Ichabod felt the scream fighting to break loose again from the deepest part of his soul. Perhaps that was why he had such a burning pain in his lungs? The scream was scorching everything it touched as it passed – branding him the way her love had – the mark a testament to her indomitable spirit and singular strength of character. It claimed him as hers and hers alone and he would accept it proudly. Was it not the least he could do considering all she had sacrificed in his name?

He tried to take another breath, but found it nearly impossible. There was just no more air to be had wherever he was. He wondered if this erased void where everything and nothing existed at once was God's final decision on his punishment for his betrayal of Abbie. Possibly, this was his own personal Purgatory: alone and held still in the horrible presence of his sin. The fact did not frighten him, though he supposed it should have. All Ichabod could think about was that Abbie was gone and he would never see her again, never touch her again, never see her smile. If that were true, what did it matter what happened to him now? The only thing that pained him was that Abbie had made her sacrifice in vain, because he was not to survive the coffin after all. He had never even made it out of Purgatory. Instead, God had simply been expertly cruel and put him in his own hell: existence separate from Abbie Mills.

His breath hitched in his chest and he gasped, barely able to get any air at all. Distantly, absently, he thought he heard a thumping and scraping sound, but he paid it no mind. It was likely his own heart banging against his chest as it lurched frantically to its inevitable crescendo.
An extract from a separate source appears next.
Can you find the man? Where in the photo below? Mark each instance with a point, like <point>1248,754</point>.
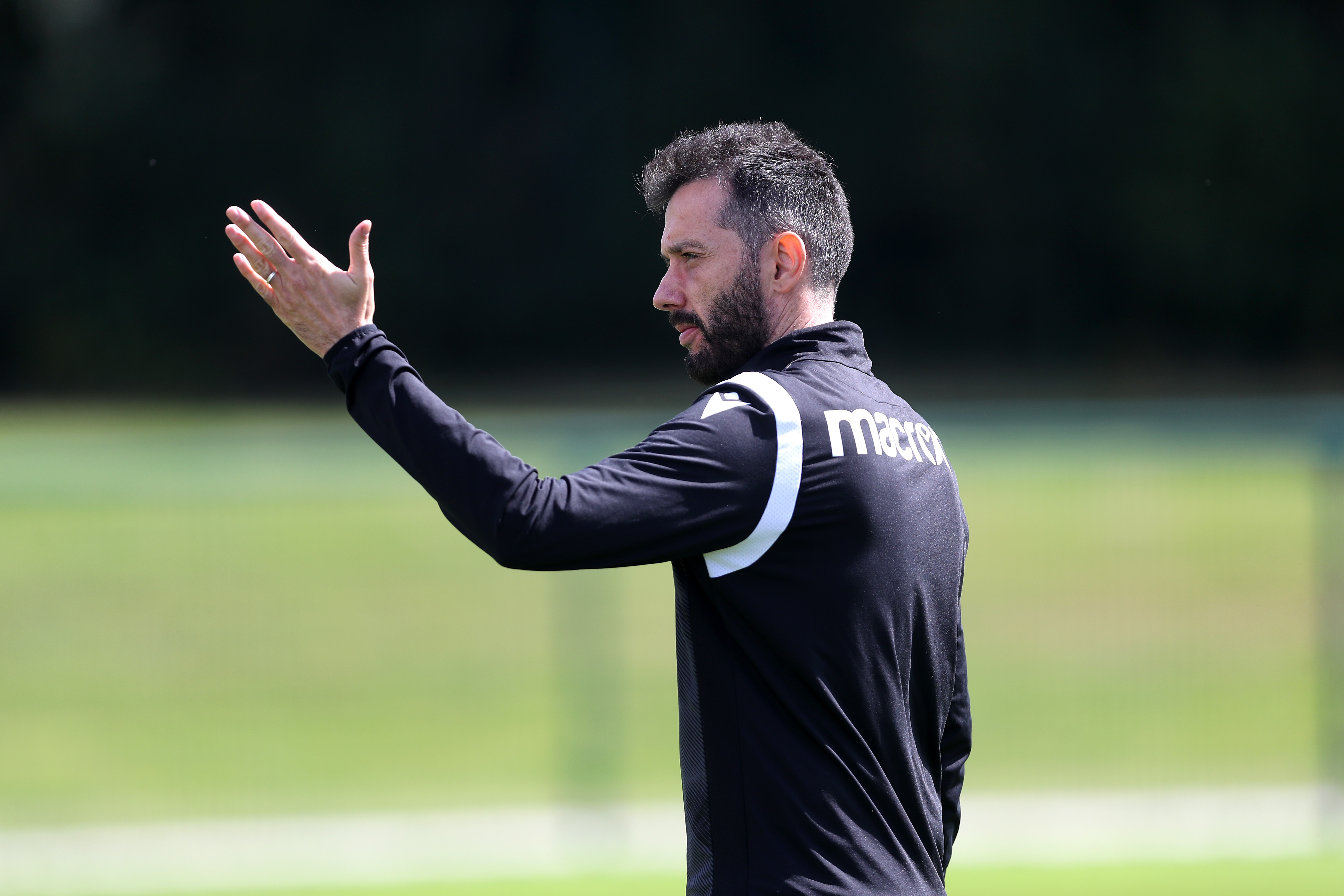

Ichabod closed his eyes since there was nothing to see anyway and the Lieutenant's face drifted into focus in his mind. His eidetic memory showed him every detail of her face: the lines of her lips, arches of her brows and the affection that shone in her russet eyes when she gazed upon him. He was grateful that God had not taken that from him, at least. He felt, too, that small part of her that he now carried, curled deep inside. Though that small fragment gave him some comfort, it broke his heart anew, as well, because it was a piece longing for its whole. It whispered her name like a prayer given up to the heavens and although meant to give him strength, it now dealt him a crushing blow. Ichabod felt her absence like a knife's blade and knew that even if he had survived the coffin, he would not have been able to live with the torment of living without Abbie. With every passing moment, that pain chipped away at his heart and soul and made him realize that he was now part of a whole – separated eternally from that which it belonged – and he would forever be incomplete.

With the last few breaths in his body and until his heart was silent, he said aloud over and over the only truth of which he was still certain.

"I love you, Abbie. I love you, Abbie. I love you, Abbie."